Mayor Michael Bloomberg on Thursday unveiled what he called a major milestone in the overhaul of the 911 system, and the changes are intended to prevent problems that have sometimes complicated emergencies in the past. NY1’s Michael Herzenberg filed the following report.
Just about everyone remembers the 2003 blackout, when the city that never sleeps stopped and the 911 system failed.
Things have changed.
"We have the best system that we could possibly create," said Mayor Michael Bloomberg during a press conference Thursday.
After the blackout, the city committed to upgrade its 911 call system.
The previous system was built in 1968 and upgraded in 1995. Until last month, police, fire and EMS 911 operators operated somewhat independently.
Now they're all in the same building and on the same floor.
"If you were to pick up the phone and call and say, 'Somebody's holding me up,' 'I just fell down the stairs and broke a leg,' 'And by the way there's a fire,' one call will get you the response that you need.
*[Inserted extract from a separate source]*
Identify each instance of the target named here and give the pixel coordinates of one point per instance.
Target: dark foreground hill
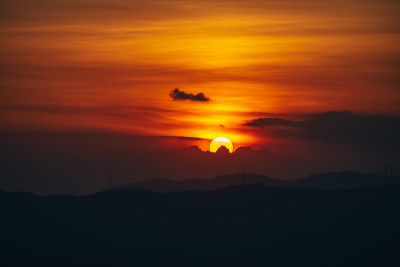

That's exactly the kind of coordination that we need," said Bloomberg.
Roughly 200 operators at a time now use the same computer system, one that triangulates cell phone calls and immediately maps out the caller’s location for the city worker.
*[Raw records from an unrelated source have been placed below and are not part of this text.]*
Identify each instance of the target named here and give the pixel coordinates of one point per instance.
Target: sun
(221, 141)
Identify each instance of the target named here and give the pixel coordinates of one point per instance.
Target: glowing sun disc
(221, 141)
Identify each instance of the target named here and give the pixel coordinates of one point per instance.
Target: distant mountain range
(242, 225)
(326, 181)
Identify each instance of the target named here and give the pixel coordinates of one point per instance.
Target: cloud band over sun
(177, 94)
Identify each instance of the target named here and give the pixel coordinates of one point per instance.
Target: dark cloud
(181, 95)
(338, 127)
"It used to be that the call center had to close one screen and open another screen, so vital seconds are saved," said Police Commissioner Ray Kelly.
Vital seconds for the 30,000 calls that are made per day, or 11 million per year. The new system can handle six times that amount.
And just in case the public safety answering center in Brooklyn gets hit by a disaster, the city is building a back-up call center in the Bronx.
"The public can go to sleep tonight feeling safer," said Bloomberg.
The cost for that safety is more than $2 billion, perhaps a small price if it eliminates the inefficiencies and inadequacies of the emergency response that once left the city in the dark.